Last week, Charles Warren was cleared of reckless driving and leaving the scene of the accident that killed Wolf.
Now he's being asked to pay tens of thousands of dollars to get his vehicle back.
Warren's car and trailer are stored at Area Towing lot in Taylor. They've been there since the 2015 accident. But when Warren tried to get his car back, he was slapped with a bill of more than $26,000.
Last week, a jury acquitted Warren in the wrongful death of Wolf. The jury found Warren accidentally hit the trooper, knocking him off his police motorcycle before dragging him for miles on his Volkswagen and trailer.

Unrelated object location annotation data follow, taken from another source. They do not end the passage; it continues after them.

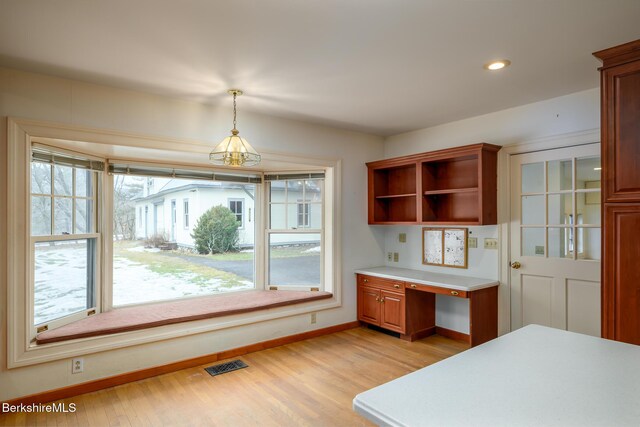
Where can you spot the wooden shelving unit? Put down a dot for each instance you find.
(453, 186)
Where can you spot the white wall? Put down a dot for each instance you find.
(39, 97)
(567, 114)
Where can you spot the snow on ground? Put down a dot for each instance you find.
(60, 282)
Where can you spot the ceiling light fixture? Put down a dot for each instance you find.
(234, 150)
(497, 65)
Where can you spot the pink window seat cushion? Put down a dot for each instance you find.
(152, 315)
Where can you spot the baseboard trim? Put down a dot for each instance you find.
(454, 335)
(88, 387)
(420, 334)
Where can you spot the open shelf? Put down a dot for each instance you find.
(396, 195)
(461, 207)
(452, 186)
(451, 191)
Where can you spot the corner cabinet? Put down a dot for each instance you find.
(620, 97)
(452, 186)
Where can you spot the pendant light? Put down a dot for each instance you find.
(234, 150)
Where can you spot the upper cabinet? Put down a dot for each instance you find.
(452, 186)
(620, 87)
(620, 127)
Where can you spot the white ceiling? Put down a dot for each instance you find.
(379, 66)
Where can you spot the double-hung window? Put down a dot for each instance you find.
(65, 238)
(236, 206)
(295, 238)
(80, 228)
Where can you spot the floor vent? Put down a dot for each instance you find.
(223, 368)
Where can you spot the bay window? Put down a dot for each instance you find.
(103, 233)
(295, 258)
(64, 237)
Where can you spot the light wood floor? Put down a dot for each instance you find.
(308, 383)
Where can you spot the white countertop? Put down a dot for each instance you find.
(535, 376)
(450, 281)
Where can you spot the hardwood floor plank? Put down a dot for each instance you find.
(306, 383)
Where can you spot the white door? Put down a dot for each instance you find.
(555, 239)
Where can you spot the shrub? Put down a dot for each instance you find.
(155, 241)
(216, 231)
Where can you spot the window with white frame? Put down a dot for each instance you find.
(157, 267)
(88, 252)
(295, 253)
(236, 206)
(65, 238)
(304, 210)
(185, 213)
(68, 217)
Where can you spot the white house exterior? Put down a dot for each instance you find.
(171, 207)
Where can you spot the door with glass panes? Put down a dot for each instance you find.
(555, 239)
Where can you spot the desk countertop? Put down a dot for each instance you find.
(449, 281)
(535, 376)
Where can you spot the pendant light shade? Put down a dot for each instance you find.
(234, 150)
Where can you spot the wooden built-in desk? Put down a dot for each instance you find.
(403, 301)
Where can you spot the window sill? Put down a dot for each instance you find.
(148, 316)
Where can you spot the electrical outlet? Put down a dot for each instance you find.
(490, 243)
(77, 365)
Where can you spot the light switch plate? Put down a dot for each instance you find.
(490, 243)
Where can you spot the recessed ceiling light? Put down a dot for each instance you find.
(497, 65)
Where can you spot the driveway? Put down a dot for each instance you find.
(302, 270)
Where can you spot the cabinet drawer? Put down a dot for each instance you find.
(378, 282)
(436, 290)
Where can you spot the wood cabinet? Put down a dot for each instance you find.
(409, 308)
(383, 303)
(452, 186)
(620, 115)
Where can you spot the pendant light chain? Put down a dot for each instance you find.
(234, 150)
(234, 110)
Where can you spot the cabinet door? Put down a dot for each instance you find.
(369, 304)
(393, 311)
(621, 132)
(621, 292)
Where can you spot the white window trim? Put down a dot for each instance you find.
(325, 270)
(186, 214)
(238, 199)
(21, 134)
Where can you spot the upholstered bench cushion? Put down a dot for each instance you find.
(166, 313)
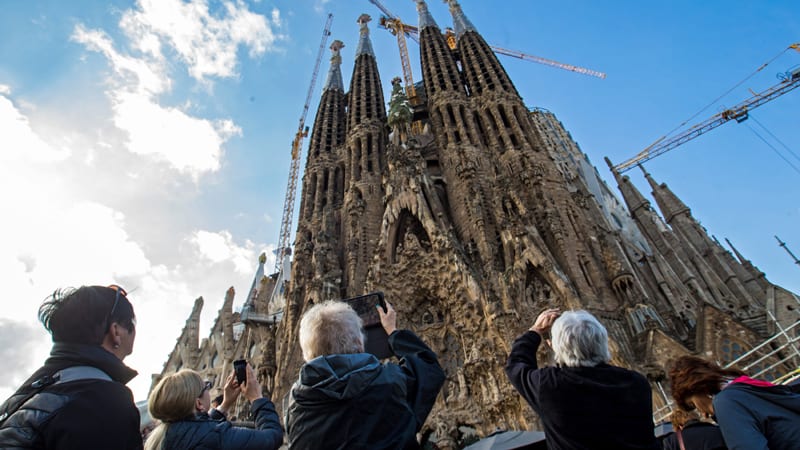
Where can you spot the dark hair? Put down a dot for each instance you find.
(691, 375)
(81, 316)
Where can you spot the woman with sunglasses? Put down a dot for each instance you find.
(181, 401)
(78, 398)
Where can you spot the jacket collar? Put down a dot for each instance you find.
(66, 354)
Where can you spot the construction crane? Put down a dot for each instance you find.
(401, 30)
(789, 81)
(284, 245)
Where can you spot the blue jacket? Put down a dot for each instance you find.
(758, 418)
(204, 433)
(353, 401)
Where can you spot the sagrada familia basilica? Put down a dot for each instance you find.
(474, 220)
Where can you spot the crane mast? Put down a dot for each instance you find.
(790, 80)
(284, 245)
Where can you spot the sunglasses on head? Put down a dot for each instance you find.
(206, 387)
(120, 292)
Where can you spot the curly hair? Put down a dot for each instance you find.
(82, 315)
(579, 340)
(691, 375)
(329, 328)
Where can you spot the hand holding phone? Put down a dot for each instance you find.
(372, 308)
(240, 368)
(388, 318)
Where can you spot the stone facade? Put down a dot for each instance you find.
(473, 226)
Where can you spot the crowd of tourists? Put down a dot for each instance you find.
(345, 398)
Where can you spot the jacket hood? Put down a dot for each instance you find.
(335, 377)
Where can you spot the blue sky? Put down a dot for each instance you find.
(147, 142)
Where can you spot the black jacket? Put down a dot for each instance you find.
(756, 418)
(88, 413)
(203, 432)
(355, 402)
(697, 435)
(601, 407)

"You can't force him to accept a bill of $26,000," Warren's attorney, Neil Rockind, said.
But that's what expected. Area Towing's receipt shows it charged Warren for the original tow and a storage fee of $40 a day for 644 days. Rockind argues Warren has no responsibility for that fee.
"People who are acquitted of crimes -- found not guilty -- are released of any all obligations associated with their case," Rockind said.
Rockind said Area Towing believes the law is on their side, citing a statute where a reasonable storage fee falls on the car's owner.
Local 4 News reporter Jermont Terry went to the towing company to get their take on the bill but wasn't allowed inside.
He was told to call the owner, and did, but got no answer or response.
For now, it's seems Warren's legal battle isn't over. The question now is: Is the legal system going to protect someone who was acquitted of a crime?
Rockind filed a motion Wednesday asking the court to dismissed the fees, but each day the car and trailer sit at the lot, the invoice continues to climb.